Objectives: This study investigated whether lancemaside A (LMA) can prevent hypertension and assessed the mechanisms of action of LMA in rats.
Methods: Hypertension was induced by chronic immobilization stress and nicotine administration. Hypertensive vehicle rats were treated with LMA (1, 20, or 40 mg/kg) or nifedipine (10 mg/kg) as a positive control daily for 3 weeks.
Key findings: In hypertensive vehicle rats, LMA dose-dependently reduced systolic blood pressure. LMA doses of 20 and 40 mg/kg reduced the aortic expression of nicotinamide adenine dinucleotide phosphate oxidase (NOX)2 (both P < 0.01), and 40 mg/kg LMA reduced serum malondialdehyde (P < 0.01). Serum nitrite levels were significantly higher in LMA treated rats than in hypertensive vehicle rats, with LMA doses of 20 and 40 mg/kg reducing the expression of endothelial nitric oxide synthase in rat aortas (P < 0.001 and P < 0.01, respectively). LMA also reduced the aortic levels of nuclear factor kappa B and the activation of the three isoforms of mitogen-activated protein kinase (MAPK).

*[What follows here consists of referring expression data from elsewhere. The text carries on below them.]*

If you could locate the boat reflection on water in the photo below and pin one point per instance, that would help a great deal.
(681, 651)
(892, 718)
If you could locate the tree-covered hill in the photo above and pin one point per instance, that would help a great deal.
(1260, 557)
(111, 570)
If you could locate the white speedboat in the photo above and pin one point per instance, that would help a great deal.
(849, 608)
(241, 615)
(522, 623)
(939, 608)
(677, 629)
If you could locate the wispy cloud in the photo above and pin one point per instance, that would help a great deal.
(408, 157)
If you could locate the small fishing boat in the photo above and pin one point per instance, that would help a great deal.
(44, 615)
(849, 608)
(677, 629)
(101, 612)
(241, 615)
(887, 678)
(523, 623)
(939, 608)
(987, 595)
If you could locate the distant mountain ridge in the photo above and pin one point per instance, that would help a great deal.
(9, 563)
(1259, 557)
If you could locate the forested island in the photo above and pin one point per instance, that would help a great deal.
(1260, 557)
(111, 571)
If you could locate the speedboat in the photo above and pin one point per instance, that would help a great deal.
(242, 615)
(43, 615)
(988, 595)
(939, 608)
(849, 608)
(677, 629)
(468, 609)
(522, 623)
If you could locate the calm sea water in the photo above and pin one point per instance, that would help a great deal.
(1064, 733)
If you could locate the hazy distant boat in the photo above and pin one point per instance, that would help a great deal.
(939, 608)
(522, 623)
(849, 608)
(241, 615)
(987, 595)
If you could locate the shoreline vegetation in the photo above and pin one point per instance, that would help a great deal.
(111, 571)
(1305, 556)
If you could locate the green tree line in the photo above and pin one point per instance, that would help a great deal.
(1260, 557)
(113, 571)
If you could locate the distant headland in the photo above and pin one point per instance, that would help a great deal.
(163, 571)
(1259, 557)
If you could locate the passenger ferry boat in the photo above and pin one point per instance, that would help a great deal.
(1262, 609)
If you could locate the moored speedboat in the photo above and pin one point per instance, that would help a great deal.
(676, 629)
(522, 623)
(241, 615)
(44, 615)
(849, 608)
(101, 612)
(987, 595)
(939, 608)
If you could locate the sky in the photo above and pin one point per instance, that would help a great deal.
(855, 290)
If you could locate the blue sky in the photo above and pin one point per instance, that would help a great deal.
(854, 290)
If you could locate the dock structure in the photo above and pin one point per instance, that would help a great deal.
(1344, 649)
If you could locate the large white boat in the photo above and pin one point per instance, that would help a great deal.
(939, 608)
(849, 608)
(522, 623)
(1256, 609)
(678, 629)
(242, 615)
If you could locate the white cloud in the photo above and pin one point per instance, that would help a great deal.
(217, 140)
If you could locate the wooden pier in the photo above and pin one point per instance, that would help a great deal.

Conclusions: Lancemaside A prevents hypertension in rats by inhibiting the activation of MAPK signalling and the impairment in nitric oxide bioavailability due to NOX2-mediated oxidative stress. Thus, LMA may act as a preventive agent for hypertension.
Keywords: MAPK; NADPH oxidase; NO bioavailability; antihypertension; lancemaside A.
© 2019 Royal Pharmaceutical Society.